El médico le tomó el pulso al desaliñado hombre que acababan de sacar del río y decidió que era un milagro que siguiera con vida. El impacto contra el agua lo había dejado inconsciente, y de no haber sido porque él y su equipo se encontraban en ese momento en la orilla contemplando el espectáculo que se desarrollaba en el cielo, seguramente nadie lo habría visto y se habría ahogado.
—È americano —dijo una enfermera tras echar un vistazo a la cartera del hombre cuando lo sacaron del agua.
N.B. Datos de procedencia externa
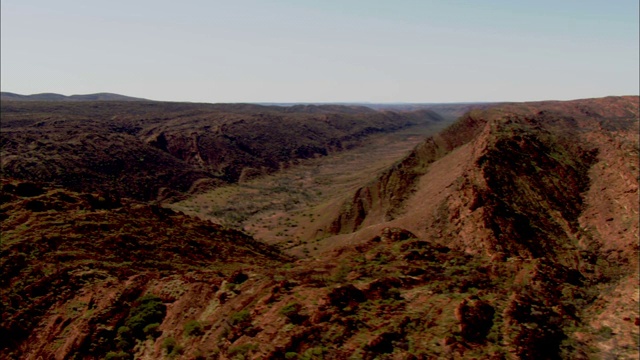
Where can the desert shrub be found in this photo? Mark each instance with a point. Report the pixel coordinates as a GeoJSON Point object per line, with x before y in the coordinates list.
{"type": "Point", "coordinates": [121, 355]}
{"type": "Point", "coordinates": [193, 328]}
{"type": "Point", "coordinates": [241, 349]}
{"type": "Point", "coordinates": [171, 346]}
{"type": "Point", "coordinates": [290, 310]}
{"type": "Point", "coordinates": [240, 317]}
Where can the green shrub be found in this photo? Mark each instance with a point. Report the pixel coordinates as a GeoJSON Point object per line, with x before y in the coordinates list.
{"type": "Point", "coordinates": [152, 331]}
{"type": "Point", "coordinates": [241, 349]}
{"type": "Point", "coordinates": [150, 310]}
{"type": "Point", "coordinates": [193, 328]}
{"type": "Point", "coordinates": [169, 344]}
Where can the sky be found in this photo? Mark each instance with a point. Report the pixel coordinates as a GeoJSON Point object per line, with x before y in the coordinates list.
{"type": "Point", "coordinates": [377, 51]}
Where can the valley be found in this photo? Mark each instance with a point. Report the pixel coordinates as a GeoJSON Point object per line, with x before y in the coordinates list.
{"type": "Point", "coordinates": [285, 208]}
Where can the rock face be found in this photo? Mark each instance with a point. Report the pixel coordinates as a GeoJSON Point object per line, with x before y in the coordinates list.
{"type": "Point", "coordinates": [476, 319]}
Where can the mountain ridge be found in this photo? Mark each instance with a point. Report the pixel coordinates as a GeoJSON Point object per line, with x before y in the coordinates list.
{"type": "Point", "coordinates": [102, 96]}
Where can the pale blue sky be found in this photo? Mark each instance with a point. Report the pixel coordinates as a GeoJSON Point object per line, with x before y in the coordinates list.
{"type": "Point", "coordinates": [323, 51]}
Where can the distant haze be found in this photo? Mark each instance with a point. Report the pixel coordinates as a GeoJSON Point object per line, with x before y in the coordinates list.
{"type": "Point", "coordinates": [322, 51]}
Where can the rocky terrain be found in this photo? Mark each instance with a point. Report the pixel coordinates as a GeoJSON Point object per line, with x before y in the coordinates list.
{"type": "Point", "coordinates": [511, 234]}
{"type": "Point", "coordinates": [149, 150]}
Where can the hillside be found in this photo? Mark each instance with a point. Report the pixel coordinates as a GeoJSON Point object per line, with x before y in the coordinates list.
{"type": "Point", "coordinates": [153, 151]}
{"type": "Point", "coordinates": [8, 96]}
{"type": "Point", "coordinates": [552, 183]}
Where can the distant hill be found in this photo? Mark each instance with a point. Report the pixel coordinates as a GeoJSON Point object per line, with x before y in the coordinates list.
{"type": "Point", "coordinates": [144, 149]}
{"type": "Point", "coordinates": [8, 96]}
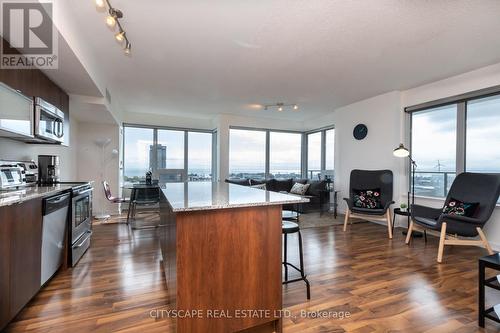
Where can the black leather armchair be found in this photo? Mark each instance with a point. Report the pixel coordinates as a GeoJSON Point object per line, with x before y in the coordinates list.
{"type": "Point", "coordinates": [371, 179]}
{"type": "Point", "coordinates": [467, 187]}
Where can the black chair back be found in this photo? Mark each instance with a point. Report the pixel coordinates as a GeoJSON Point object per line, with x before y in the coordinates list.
{"type": "Point", "coordinates": [372, 179]}
{"type": "Point", "coordinates": [477, 187]}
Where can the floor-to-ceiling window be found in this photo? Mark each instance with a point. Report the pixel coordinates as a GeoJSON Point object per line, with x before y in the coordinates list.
{"type": "Point", "coordinates": [171, 154]}
{"type": "Point", "coordinates": [330, 152]}
{"type": "Point", "coordinates": [313, 154]}
{"type": "Point", "coordinates": [320, 153]}
{"type": "Point", "coordinates": [483, 135]}
{"type": "Point", "coordinates": [460, 135]}
{"type": "Point", "coordinates": [265, 153]}
{"type": "Point", "coordinates": [200, 157]}
{"type": "Point", "coordinates": [137, 158]}
{"type": "Point", "coordinates": [434, 146]}
{"type": "Point", "coordinates": [247, 153]}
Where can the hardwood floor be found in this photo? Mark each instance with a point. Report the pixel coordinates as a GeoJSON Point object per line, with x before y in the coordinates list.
{"type": "Point", "coordinates": [385, 285]}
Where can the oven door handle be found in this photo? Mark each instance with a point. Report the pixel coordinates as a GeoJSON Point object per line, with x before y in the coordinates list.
{"type": "Point", "coordinates": [82, 193]}
{"type": "Point", "coordinates": [85, 238]}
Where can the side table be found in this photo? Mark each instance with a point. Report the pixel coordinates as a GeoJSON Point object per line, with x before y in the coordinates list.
{"type": "Point", "coordinates": [407, 213]}
{"type": "Point", "coordinates": [493, 262]}
{"type": "Point", "coordinates": [330, 203]}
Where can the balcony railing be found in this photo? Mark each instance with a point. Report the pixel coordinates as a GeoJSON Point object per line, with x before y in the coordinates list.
{"type": "Point", "coordinates": [433, 183]}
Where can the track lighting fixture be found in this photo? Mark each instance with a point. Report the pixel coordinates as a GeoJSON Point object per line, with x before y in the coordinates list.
{"type": "Point", "coordinates": [281, 106]}
{"type": "Point", "coordinates": [120, 36]}
{"type": "Point", "coordinates": [127, 48]}
{"type": "Point", "coordinates": [113, 20]}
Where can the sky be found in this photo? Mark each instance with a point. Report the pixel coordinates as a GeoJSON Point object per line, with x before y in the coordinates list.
{"type": "Point", "coordinates": [433, 144]}
{"type": "Point", "coordinates": [434, 137]}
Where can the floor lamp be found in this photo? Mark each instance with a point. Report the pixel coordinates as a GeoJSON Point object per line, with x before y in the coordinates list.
{"type": "Point", "coordinates": [403, 152]}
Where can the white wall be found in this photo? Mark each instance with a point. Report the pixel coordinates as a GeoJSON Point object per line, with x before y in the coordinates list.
{"type": "Point", "coordinates": [89, 159]}
{"type": "Point", "coordinates": [382, 116]}
{"type": "Point", "coordinates": [15, 150]}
¿Norteamericano? Los romanos solían bromear con que había tantos en la ciudad que las hamburguesas acabarían convirtiéndose en la comida oficial italiana. «¿Ahora caían del cielo?» Jacobus dirigió una linterna a los ojos del hombre.
—¿Señor? ¿Puede oírme? ¿Sabe dónde está?
El hombre volvía a estar inconsciente. Al médico no le sorprendió. Había vomitado mucha agua tras practicarle el boca a boca.
—Si chiama Robert Langdon —dijo la enfermera al ver el nombre en el carnet de conducir.
El grupo que se había congregado en el muelle se quedó de piedra.
—Impossibile! —exclamó Jacobus.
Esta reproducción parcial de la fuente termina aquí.